Ditzy planted both forehooves on the grass and watched.

The room was large enough for two patients.

A mare was being led into it, and then she was being led out on a wheelchair, her stomach less full and her forelegs heavier. Another mare came in, and came out. From Ditzy's perspective, it took only a few seconds for this cycle of action to run through to completion. But she knew from personal experience that it took more than a few hours, maybe a few days.
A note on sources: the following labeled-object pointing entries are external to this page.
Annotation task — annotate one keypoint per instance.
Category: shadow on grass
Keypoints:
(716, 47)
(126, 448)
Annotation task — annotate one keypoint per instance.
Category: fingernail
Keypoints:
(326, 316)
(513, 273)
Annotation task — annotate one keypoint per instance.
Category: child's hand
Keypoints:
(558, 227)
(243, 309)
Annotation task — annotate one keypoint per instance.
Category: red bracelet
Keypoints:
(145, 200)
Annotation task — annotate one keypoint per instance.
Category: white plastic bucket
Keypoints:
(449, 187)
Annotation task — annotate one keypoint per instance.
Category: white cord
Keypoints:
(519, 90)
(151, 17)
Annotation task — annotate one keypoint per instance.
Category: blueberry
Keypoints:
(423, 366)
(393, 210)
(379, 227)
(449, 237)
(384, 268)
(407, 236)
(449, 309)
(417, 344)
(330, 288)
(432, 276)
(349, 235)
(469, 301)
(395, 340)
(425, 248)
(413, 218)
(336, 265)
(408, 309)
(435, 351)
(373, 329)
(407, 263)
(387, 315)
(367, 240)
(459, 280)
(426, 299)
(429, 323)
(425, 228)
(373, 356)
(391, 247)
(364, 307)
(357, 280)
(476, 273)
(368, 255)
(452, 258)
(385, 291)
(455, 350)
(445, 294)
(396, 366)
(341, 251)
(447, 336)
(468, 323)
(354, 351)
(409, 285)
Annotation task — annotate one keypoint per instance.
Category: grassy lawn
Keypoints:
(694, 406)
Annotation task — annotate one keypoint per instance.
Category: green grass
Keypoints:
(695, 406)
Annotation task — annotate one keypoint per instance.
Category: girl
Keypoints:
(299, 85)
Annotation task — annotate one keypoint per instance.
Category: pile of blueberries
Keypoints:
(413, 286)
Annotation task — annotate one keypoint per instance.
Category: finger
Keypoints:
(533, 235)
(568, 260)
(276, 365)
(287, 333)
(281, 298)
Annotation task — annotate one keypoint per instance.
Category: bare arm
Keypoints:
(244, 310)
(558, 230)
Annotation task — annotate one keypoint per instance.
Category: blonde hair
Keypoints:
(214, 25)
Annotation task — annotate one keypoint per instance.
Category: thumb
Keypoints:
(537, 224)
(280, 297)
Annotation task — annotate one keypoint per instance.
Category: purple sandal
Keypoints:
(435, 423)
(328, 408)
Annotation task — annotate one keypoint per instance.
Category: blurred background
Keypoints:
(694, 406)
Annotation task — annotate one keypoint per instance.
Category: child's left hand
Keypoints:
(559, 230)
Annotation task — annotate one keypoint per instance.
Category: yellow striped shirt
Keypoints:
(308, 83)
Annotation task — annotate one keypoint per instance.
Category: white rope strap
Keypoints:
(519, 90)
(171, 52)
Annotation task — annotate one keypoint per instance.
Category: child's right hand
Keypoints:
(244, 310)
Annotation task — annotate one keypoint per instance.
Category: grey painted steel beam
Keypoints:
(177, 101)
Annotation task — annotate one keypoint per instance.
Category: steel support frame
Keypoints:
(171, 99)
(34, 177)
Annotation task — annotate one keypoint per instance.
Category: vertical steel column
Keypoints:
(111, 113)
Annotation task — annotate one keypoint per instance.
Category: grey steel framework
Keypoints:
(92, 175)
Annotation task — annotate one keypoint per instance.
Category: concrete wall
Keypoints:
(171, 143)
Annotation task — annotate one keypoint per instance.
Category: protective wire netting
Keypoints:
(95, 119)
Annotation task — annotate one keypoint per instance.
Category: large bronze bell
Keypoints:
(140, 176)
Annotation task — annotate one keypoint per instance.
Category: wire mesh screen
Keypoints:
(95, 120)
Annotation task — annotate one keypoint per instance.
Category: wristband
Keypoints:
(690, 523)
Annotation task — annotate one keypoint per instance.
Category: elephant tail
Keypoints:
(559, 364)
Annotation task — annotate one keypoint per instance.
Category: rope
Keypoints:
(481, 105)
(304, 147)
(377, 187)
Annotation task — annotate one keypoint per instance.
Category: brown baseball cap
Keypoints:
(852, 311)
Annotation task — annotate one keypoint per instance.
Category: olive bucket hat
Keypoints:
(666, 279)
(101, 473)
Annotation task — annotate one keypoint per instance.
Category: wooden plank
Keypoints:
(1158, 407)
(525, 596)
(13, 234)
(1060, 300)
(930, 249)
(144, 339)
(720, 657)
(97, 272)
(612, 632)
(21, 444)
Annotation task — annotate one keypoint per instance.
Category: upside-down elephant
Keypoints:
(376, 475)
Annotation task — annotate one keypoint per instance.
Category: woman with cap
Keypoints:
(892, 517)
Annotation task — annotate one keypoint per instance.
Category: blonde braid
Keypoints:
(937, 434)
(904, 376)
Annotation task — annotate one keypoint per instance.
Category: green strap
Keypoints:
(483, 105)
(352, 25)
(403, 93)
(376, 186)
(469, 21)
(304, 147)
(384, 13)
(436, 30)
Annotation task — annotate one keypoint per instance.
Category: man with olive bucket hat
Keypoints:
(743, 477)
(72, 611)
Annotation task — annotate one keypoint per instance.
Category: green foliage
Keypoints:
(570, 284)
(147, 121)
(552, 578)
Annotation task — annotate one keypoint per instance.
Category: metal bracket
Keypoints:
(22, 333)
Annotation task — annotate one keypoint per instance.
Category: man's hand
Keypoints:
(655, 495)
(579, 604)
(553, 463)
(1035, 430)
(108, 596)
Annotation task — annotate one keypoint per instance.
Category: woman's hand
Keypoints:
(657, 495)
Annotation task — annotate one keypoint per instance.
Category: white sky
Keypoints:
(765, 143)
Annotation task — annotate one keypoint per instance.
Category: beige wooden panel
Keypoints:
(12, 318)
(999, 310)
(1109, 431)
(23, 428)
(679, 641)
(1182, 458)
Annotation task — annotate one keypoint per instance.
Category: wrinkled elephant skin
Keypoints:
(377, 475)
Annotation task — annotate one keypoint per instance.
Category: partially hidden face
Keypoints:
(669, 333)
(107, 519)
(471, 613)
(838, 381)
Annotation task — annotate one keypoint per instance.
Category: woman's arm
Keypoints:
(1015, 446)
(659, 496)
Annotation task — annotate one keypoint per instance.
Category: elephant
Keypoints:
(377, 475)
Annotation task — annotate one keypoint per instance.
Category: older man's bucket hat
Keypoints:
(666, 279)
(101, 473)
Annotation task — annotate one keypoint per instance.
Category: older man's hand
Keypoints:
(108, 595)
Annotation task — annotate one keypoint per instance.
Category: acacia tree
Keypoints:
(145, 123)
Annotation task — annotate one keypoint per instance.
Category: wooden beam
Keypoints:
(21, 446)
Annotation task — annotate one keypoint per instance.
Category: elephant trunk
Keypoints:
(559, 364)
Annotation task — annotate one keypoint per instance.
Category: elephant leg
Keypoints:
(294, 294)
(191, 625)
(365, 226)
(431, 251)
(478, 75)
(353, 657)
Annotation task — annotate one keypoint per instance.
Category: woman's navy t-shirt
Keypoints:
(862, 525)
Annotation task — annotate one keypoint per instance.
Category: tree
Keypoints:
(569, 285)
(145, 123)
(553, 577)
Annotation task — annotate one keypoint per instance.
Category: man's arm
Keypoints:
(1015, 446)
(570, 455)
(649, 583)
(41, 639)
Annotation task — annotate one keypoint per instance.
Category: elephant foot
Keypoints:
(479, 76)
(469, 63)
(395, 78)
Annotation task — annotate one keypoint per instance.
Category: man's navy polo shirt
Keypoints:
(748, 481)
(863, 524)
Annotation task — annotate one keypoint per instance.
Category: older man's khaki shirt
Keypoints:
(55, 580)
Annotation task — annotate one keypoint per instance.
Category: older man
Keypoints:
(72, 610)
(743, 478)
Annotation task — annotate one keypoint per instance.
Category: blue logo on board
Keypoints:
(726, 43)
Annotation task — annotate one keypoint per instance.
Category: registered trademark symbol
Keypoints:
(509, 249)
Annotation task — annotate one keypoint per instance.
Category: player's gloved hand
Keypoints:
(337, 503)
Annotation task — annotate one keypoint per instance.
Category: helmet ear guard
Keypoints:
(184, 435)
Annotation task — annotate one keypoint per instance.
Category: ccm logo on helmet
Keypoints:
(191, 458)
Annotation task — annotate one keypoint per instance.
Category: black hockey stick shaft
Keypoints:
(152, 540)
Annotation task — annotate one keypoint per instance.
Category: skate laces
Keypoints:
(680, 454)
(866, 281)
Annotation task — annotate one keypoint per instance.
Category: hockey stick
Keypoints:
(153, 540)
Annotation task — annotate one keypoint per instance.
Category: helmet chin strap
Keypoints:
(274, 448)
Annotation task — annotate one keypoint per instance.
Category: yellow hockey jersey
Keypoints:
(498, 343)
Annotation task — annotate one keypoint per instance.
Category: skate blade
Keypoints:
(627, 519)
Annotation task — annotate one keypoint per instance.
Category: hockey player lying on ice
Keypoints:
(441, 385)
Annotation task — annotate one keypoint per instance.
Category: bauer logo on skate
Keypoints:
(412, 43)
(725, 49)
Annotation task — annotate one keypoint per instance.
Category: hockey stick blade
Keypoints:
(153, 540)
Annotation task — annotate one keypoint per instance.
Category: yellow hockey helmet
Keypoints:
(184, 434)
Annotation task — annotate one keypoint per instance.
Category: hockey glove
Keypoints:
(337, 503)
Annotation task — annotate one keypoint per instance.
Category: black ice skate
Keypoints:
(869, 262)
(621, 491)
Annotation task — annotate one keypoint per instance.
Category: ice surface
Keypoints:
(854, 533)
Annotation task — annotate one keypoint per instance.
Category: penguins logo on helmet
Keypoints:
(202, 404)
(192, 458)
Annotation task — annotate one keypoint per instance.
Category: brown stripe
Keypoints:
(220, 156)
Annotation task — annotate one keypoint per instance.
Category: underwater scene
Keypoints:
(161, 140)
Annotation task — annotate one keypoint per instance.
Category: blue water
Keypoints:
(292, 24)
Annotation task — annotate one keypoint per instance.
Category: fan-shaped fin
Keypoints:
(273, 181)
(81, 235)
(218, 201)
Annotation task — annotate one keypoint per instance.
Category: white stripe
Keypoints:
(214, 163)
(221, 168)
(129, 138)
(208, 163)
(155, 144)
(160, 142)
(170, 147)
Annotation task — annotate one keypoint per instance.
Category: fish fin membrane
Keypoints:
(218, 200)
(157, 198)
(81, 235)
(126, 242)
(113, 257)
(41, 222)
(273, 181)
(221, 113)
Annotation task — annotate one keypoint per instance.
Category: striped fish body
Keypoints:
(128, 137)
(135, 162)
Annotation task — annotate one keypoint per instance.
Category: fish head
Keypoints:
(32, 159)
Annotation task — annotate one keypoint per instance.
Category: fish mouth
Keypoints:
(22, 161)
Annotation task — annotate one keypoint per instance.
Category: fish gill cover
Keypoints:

It might have looked like Ditzy was just outside the ward, peeping out from the naughty side of the window. Beside the window was a bed, which was being occupied a certain sleeping mare. That mare's belly was no longer swollen. Though disheveled, her golden locks were fuller, more saturated than the present-day Ditzy's locks.

Unbeknownst to Ditzy, she was winding her hair about her hoof.

Soft snoring punctuated the otherwise quiet ward. "Is that what I look like while I sleep?" she muttered.

She gasped: The image was undulating from her words.

She sat, frozen, fearful. Would somepony notice? she thought, before shaking her head; she had been alone in that ward that day.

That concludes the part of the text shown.